Murad Köşker, parmağındaki yüzüğü gösterdi:

- Kilosunu 630 dolar daha pahalıya aldığımız altını işleyip, örneğin yüzük yapıyoruz. Müşteri altının uluslararası piyasadaki ons fiyatını da yakından izliyor, hesap yapıyor. Dolayısıyla biz yaptığımız yüzüğün fiyatını belirlerken işçiliğimizden yiyoruz, farkı sineye çekiyoruz.

Burak Yakın, altının Türkiye’deki ons fiyatının uluslararası piyasaya göre daha yüksek olmasının nedenini anlattı:

- Altın ithalatında daha önce bankalar da devredeydi. Bankaların her biri tek seferde 10 ton altın ithal edebiliyordu. Bankalar devreden çıkarılınca altın ithalatı sadece yetkili aracı kurumlara kaldı. Onlar da 4-5 firma birleşip 2-3 ton getirebiliyor.

Ardından ekledi:

- Yani, piyasaya altın girişi ihtiyaç temposunda olamıyor, talep karşılanamıyor. Bu da ülkemizdeki fiyatı yukarı çekiyor.

Antalya’da rahatlıkla 750 milyon dolarlık satış yapmış oluruz

MÜCEVHER İhracatçıları Birliği’nin Antalya’da Kaya Palazzo’daki “alım heyeti etkinliği”nde öncek Başkan Mustafa Kamar’ın Roberto Bravo standına baktım, içerisi doluydu.

Kamar’a sordum:

- Durum nasıl?

Yanıtladı:

- Maşallahı var. Gayet iyi. Başkan iken kendi standımda fazla duramıyordum. Şimdi işimize bakıyoruz.

Altınbaş Mücevherat Grup Başkanı Atilla Keskin ve Zen Pırlanta Yönetim Kurulu Başkanı Emil Güzeliş’le de stantlarında sohbet ettim, şu mesajı aldım:

- Çok hareketli geçiyor. Alıma, siparişe dönüşen görüşmeler yoğun.

Birlik Yönetim Kurulu Üyesi Fehmi Çamlı da aynı izlenimi aktardı:

- Bu sene alım heyeti etkinliğimiz muhteşem gerçekleşiyor.

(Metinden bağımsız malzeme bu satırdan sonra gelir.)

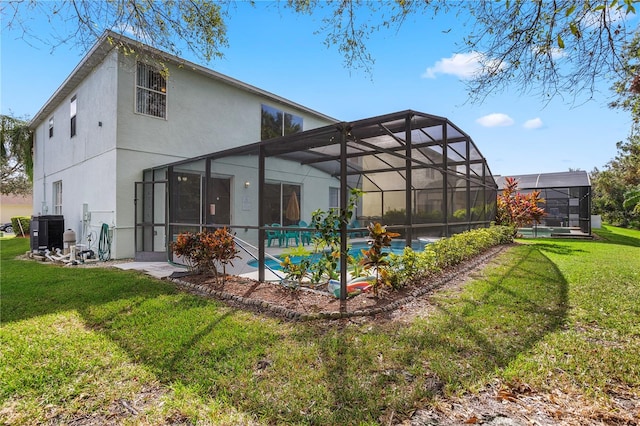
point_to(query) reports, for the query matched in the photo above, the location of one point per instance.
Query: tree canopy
(560, 47)
(16, 162)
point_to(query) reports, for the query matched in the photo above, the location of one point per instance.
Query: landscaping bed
(308, 304)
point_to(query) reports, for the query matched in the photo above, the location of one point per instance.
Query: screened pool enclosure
(421, 175)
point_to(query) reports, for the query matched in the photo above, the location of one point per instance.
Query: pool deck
(240, 267)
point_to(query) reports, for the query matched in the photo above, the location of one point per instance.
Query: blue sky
(415, 68)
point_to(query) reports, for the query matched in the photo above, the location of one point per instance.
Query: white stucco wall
(204, 115)
(100, 165)
(85, 163)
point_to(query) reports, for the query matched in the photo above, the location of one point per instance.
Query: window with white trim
(73, 109)
(151, 91)
(57, 197)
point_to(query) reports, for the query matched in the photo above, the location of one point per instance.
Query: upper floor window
(151, 91)
(73, 111)
(278, 123)
(57, 197)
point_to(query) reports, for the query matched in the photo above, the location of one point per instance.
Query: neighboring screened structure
(567, 197)
(421, 175)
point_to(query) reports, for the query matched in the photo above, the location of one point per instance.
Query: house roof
(105, 44)
(548, 180)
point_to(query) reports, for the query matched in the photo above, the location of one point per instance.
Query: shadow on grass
(338, 372)
(612, 235)
(373, 373)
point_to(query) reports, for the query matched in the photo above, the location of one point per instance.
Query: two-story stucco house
(118, 115)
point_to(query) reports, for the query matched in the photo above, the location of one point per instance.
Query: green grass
(78, 342)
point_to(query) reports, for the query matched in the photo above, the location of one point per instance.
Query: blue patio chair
(291, 234)
(305, 236)
(274, 234)
(353, 225)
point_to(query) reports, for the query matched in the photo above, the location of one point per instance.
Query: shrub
(204, 250)
(412, 266)
(375, 258)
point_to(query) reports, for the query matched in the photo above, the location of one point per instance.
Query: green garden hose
(104, 243)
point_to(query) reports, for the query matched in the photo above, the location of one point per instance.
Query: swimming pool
(397, 247)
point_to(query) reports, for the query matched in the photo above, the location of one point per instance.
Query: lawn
(101, 345)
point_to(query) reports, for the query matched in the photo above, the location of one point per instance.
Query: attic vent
(151, 91)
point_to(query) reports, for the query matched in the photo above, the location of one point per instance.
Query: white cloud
(463, 65)
(495, 120)
(534, 123)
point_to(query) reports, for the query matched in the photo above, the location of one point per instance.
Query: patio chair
(274, 234)
(291, 234)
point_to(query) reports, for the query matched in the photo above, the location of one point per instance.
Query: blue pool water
(397, 247)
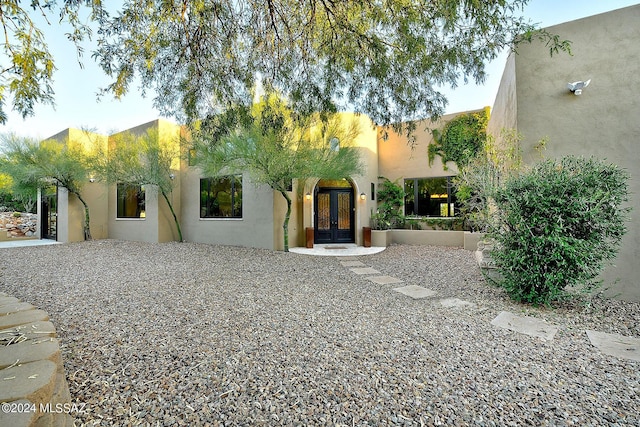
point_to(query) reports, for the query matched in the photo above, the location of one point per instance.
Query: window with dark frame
(221, 197)
(130, 201)
(429, 197)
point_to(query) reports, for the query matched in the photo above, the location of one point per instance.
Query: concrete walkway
(27, 242)
(612, 344)
(337, 249)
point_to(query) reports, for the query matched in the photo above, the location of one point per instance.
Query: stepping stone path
(616, 345)
(415, 292)
(455, 303)
(612, 344)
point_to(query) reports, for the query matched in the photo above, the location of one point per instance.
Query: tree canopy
(274, 146)
(382, 58)
(146, 159)
(33, 164)
(26, 64)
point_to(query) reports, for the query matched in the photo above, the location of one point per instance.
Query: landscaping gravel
(183, 334)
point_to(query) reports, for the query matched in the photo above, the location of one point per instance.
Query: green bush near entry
(391, 198)
(558, 225)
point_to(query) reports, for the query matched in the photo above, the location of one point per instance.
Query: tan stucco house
(533, 98)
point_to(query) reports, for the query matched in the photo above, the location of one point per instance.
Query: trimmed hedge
(559, 223)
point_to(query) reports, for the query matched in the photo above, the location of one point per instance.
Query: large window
(131, 201)
(429, 197)
(221, 197)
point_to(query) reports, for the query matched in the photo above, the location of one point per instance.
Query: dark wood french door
(49, 213)
(334, 218)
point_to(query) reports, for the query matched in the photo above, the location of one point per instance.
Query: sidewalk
(27, 242)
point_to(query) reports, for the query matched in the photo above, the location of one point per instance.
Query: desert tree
(26, 63)
(387, 59)
(148, 159)
(276, 146)
(66, 164)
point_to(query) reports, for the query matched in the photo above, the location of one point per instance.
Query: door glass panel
(324, 211)
(344, 211)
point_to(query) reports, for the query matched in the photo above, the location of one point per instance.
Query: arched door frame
(334, 212)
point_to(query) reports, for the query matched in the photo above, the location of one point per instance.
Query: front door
(49, 213)
(334, 219)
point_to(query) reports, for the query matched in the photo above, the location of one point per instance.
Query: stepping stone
(365, 270)
(525, 325)
(384, 280)
(22, 317)
(415, 292)
(455, 303)
(19, 419)
(8, 300)
(616, 345)
(35, 330)
(33, 381)
(30, 351)
(13, 308)
(353, 263)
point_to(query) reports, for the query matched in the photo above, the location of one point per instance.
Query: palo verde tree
(26, 65)
(276, 146)
(149, 159)
(63, 163)
(383, 58)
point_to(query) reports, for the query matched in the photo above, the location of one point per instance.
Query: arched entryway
(49, 213)
(334, 219)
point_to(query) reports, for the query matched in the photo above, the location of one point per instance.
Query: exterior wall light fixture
(576, 87)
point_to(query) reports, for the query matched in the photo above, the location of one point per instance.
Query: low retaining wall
(462, 239)
(33, 385)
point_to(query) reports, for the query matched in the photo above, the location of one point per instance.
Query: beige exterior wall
(366, 143)
(504, 114)
(254, 229)
(158, 224)
(602, 122)
(70, 214)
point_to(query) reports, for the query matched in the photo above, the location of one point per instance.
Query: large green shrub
(461, 139)
(558, 224)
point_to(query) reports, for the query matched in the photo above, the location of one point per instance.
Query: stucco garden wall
(602, 122)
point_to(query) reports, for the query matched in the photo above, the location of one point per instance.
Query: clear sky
(76, 87)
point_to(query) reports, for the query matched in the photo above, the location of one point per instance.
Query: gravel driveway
(193, 334)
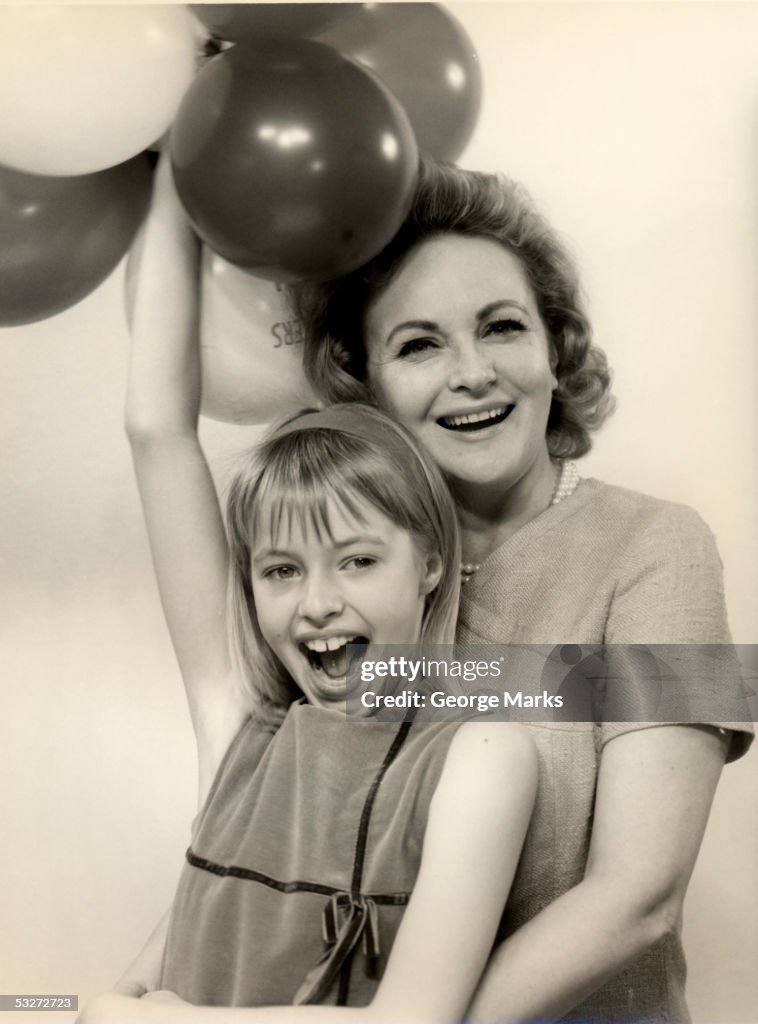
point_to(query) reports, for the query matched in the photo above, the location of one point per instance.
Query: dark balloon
(427, 60)
(60, 237)
(236, 20)
(291, 160)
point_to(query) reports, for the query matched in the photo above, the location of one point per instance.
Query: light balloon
(86, 87)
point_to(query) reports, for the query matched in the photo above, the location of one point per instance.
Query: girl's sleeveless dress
(303, 860)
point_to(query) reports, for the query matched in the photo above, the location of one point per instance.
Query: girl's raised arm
(477, 821)
(179, 501)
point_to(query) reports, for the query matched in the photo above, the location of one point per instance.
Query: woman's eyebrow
(492, 307)
(412, 325)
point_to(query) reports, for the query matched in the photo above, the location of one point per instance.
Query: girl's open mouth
(330, 655)
(476, 421)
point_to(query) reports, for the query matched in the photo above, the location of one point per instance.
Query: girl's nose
(321, 598)
(472, 368)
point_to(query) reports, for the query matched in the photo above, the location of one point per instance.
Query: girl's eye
(415, 346)
(281, 572)
(360, 562)
(506, 325)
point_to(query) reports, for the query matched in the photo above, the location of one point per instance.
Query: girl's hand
(116, 1008)
(110, 1008)
(166, 996)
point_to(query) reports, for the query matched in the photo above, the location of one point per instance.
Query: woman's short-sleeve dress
(303, 860)
(604, 566)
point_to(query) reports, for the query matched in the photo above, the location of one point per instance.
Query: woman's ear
(553, 359)
(432, 572)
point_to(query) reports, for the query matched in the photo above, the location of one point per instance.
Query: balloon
(251, 345)
(86, 87)
(236, 20)
(61, 237)
(291, 160)
(428, 61)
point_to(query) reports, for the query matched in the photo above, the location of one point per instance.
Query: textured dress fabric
(302, 861)
(604, 566)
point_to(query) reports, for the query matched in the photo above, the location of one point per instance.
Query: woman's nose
(321, 598)
(472, 369)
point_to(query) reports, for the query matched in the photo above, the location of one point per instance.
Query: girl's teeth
(328, 643)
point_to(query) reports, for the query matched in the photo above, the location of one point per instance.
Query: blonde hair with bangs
(292, 477)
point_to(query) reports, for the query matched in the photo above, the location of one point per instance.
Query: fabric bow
(346, 919)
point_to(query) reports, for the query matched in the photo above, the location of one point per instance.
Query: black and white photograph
(331, 332)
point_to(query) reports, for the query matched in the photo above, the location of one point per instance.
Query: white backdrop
(635, 127)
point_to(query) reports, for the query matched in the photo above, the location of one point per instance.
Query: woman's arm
(655, 792)
(477, 821)
(143, 975)
(178, 497)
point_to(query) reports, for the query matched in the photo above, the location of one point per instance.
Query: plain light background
(635, 126)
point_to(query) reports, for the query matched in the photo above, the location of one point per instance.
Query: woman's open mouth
(476, 421)
(330, 654)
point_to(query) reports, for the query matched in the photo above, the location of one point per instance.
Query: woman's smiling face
(458, 352)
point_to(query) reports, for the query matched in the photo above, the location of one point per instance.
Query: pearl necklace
(565, 483)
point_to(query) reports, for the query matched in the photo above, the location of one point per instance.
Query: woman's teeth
(476, 421)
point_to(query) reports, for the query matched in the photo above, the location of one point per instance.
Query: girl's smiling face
(359, 579)
(458, 352)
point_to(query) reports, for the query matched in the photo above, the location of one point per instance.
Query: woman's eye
(505, 325)
(415, 346)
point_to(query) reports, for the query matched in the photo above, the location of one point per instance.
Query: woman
(468, 329)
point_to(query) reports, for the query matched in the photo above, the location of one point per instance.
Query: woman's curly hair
(452, 201)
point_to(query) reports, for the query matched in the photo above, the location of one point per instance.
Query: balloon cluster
(294, 144)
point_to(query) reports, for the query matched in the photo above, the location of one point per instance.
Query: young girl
(361, 867)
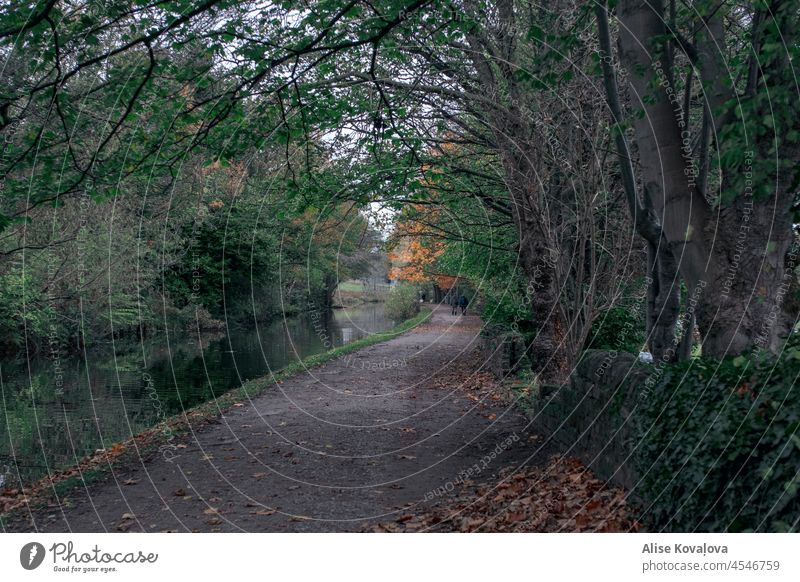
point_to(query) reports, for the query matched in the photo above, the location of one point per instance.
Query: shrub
(402, 302)
(719, 446)
(619, 329)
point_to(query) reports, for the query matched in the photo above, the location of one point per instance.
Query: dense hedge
(719, 445)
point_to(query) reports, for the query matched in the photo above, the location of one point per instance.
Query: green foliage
(719, 446)
(402, 302)
(619, 329)
(24, 314)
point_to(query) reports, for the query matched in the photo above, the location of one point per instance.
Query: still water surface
(52, 413)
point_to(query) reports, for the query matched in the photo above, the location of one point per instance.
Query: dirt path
(363, 439)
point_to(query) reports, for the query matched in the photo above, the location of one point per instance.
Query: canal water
(53, 413)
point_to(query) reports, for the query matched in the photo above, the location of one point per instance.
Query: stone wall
(592, 416)
(502, 352)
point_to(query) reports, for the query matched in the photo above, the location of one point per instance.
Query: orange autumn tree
(414, 245)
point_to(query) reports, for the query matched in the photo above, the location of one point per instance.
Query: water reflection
(56, 414)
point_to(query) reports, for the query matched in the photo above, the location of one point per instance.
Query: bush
(719, 445)
(619, 329)
(402, 302)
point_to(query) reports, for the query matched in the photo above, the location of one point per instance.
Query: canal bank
(332, 448)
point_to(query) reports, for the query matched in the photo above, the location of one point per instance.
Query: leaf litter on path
(564, 496)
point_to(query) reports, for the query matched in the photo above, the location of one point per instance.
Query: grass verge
(160, 437)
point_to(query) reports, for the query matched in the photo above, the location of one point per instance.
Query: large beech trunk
(733, 259)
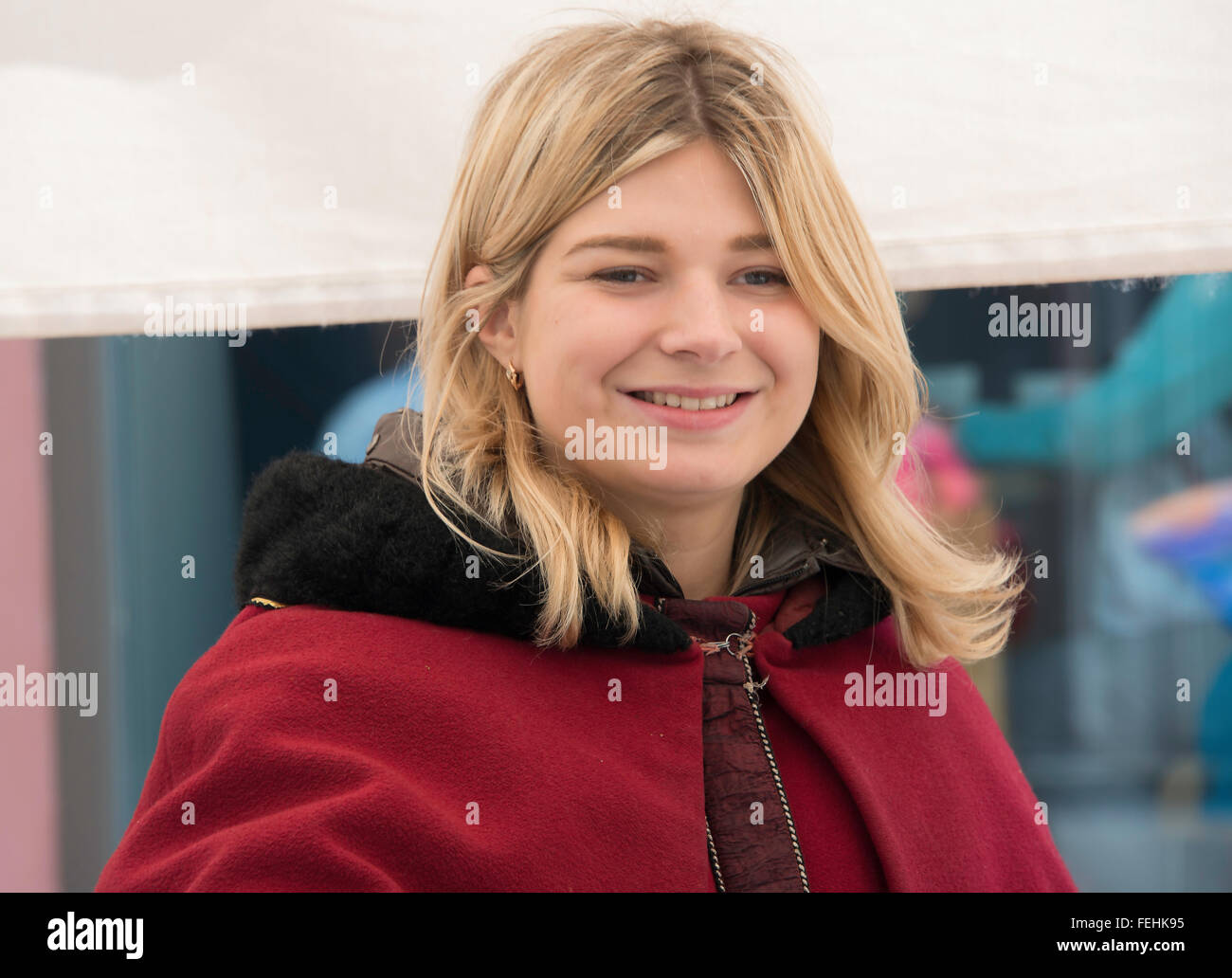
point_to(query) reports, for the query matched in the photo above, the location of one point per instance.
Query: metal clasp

Mücevher İhracatçıları Birliği Başkanı Burak Yakın ve yönetim ekibi şu hesabı ortaya koydu:

- 63 ülkeden alıcı 511 firma geldi. Her biri 1’er milyon dolarlık alım yapsa veya sipariş verse zaten 500 milyon doları aşarız. Buradaki iş hacmi 750 milyon doları rahat bulur. Belki 1 milyar doları da yakalar.